What should I do if I often find myself together with people whom I don’t fit in with or whose company I actually don’t like?

Lama Ole’s answer:

Then wish them all the best, leave, and do what you are interested in. Build up your own power-field somewhere else. Humans emanate certain energies; some match well and others don’t. If others are disturbed by what you are doing, then part company with them in a beyond-personal way—because you know that they also want to have happiness and to avoid suffering.

Act according to the situation. If you think someone is treating you badly, then you can teach him a lesson. You have to be able to stand up for yourself. But your reaction should always be relative to the situation. So please do not crack a nut with a sledgehammer.

I always thought that it was quite good to live out one’s anger from time to time. Do you have a different opinion about this?

Lama Ole’s answer:

I boxed for four years and I can tell you: If you want to win, you just need to make the opponent angry. Then he moves like a combine harvester through the ring and only makes mistakes.

Anger is like adrenaline poisoning. You get the same outer signs like red eyes; your hands break things, and your voice becomes hoarse and unclear. You sweat and experience adrenaline sickness caused by yourself. On the other hand, when we stay cool, we do exactly what we want and have complete control. We are grown up when we have control over life—when we can decide to take part in the comedies and stay away from the tragedies. I would definitely consider anger an enemy. It can look powerful if one stands there and rolls one’s eyes, but it is totally ineffective and only causes one to make mistakes.
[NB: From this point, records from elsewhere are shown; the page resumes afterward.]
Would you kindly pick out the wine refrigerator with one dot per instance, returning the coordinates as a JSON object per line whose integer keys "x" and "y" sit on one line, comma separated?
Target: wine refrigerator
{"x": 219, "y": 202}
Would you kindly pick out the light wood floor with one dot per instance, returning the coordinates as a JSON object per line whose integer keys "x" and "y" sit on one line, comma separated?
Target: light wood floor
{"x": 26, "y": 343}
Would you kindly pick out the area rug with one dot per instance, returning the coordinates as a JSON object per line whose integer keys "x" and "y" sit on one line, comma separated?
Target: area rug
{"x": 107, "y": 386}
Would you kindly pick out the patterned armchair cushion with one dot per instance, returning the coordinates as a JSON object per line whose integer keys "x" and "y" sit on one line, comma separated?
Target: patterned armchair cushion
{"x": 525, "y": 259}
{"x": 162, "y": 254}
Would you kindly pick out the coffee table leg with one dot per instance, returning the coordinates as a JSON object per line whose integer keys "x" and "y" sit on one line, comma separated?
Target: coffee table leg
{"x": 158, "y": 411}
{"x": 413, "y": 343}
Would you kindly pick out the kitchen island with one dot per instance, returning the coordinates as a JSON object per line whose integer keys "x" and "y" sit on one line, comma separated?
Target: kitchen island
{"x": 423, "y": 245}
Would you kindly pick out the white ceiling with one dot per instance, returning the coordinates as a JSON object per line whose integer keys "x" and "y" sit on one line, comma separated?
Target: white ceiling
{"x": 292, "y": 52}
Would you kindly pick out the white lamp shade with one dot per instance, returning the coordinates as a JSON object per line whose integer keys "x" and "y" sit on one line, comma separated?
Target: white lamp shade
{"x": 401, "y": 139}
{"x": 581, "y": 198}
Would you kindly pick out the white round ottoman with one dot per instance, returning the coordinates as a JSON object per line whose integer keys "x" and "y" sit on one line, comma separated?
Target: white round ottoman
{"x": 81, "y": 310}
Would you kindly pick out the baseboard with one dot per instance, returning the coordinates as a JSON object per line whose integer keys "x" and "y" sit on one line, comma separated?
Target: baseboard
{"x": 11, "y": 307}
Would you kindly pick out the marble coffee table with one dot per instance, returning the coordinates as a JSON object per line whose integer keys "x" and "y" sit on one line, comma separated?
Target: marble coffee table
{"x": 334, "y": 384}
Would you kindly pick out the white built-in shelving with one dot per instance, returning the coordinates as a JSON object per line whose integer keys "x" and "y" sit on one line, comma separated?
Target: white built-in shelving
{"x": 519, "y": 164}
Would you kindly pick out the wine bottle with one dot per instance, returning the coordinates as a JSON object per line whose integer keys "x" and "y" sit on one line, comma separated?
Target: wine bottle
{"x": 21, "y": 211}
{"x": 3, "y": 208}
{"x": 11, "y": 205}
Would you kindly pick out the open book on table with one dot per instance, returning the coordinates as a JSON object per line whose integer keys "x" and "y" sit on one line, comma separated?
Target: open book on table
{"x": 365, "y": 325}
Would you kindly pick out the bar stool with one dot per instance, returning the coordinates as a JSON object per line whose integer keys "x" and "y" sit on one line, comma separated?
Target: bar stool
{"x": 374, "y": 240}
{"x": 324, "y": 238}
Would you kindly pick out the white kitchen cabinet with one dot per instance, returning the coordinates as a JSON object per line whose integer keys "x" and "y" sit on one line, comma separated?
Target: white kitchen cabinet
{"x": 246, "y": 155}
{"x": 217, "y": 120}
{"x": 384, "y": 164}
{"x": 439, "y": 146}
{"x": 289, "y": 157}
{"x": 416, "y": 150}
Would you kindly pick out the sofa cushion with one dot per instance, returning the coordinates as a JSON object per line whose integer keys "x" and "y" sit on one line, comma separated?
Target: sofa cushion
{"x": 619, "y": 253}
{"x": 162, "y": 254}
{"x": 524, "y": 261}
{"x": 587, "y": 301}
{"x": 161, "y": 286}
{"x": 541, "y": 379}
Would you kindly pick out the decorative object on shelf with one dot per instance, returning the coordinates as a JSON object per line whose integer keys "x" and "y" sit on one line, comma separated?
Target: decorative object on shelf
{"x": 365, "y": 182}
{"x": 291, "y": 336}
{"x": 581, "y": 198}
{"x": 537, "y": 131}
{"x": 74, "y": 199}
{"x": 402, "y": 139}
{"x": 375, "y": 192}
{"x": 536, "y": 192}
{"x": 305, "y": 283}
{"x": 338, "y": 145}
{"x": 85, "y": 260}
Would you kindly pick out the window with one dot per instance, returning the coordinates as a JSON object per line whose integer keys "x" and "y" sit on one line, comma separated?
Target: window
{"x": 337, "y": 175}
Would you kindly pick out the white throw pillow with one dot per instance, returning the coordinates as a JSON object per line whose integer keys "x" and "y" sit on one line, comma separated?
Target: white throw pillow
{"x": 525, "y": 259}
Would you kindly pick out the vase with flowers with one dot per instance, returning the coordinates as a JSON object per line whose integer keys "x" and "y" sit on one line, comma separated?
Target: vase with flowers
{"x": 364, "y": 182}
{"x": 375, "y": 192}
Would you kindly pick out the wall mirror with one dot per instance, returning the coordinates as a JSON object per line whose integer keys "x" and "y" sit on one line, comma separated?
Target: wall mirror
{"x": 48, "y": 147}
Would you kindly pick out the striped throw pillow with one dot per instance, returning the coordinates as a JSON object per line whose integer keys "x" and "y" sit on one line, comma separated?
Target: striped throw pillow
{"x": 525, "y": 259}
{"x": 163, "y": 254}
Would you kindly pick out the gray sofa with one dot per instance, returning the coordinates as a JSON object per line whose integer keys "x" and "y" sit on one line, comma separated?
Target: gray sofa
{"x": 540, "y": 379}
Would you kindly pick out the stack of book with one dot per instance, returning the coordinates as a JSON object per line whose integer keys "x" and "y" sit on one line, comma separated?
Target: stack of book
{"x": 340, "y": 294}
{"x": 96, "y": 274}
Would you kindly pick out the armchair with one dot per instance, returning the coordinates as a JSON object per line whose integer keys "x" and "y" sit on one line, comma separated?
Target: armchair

If someone is constantly causing trouble for me, how can I clear up the situation without both of us getting angry?

Lama Ole’s answer:

It’s best to say what one thinks in an honest and friendly way.

Just tell the person, without any anger, that you don’t like certain things, that they are unpleasant to you, and that you would like this behavior to stop. If the other person does not react even to repeated requests, then make some distance. Clarify the conditions under which you could live together, then, move out or throw him or her out if necessary.

If one is greatly disturbed by the behavior of another person, how can one deal with it without getting angry?

Lama Ole’s answer:

When anger is triggered by habits, then it is important to be aware of what is happening there. Generally speaking, I am not against powerfully intervening in situations, as long as when you do it you don’t exclude the other people from your good wishes!

You can’t draw a line, saying, “Humanity is there and I am here.” Instead, bring in something positive and work with it. Then you’ll move forward. Of course you should show if you feel disturbed, otherwise you will become neurotic. You should just show it in a controlled, friendly way.

So if there is something that strongly disturbs you—if, for example, you see that your relationship with your boyfriend is about to end because he is always leaving his socks on the table when you two are about to eat—remember that he doesn’t do this to tease you. He does it because he didn’t learn any other way, maybe because he was raised badly. You tell him that it disturbs you and that it damages your relationship. Then, if he changes his habit, it is an act of love. And if he doesn’t change this habit, then you can use the energy of your anger to build up as much strength as you need to be able to move out.

But in the long run, one shouldn’t make a martyr of oneself. The following example illustrates this: A married couple had lived together for a long time and used to have rolls on Sundays. The husband would eat the upper half and his wife the lower. But there was always something about this that bothered both of them. After a long time, they realized that the man actually wanted to eat the lower half and the woman the upper half.

It is not good if one is so thin-skinned that one cannot talk to fellow human beings. It is better to find a good way of communicating and to keep in contact.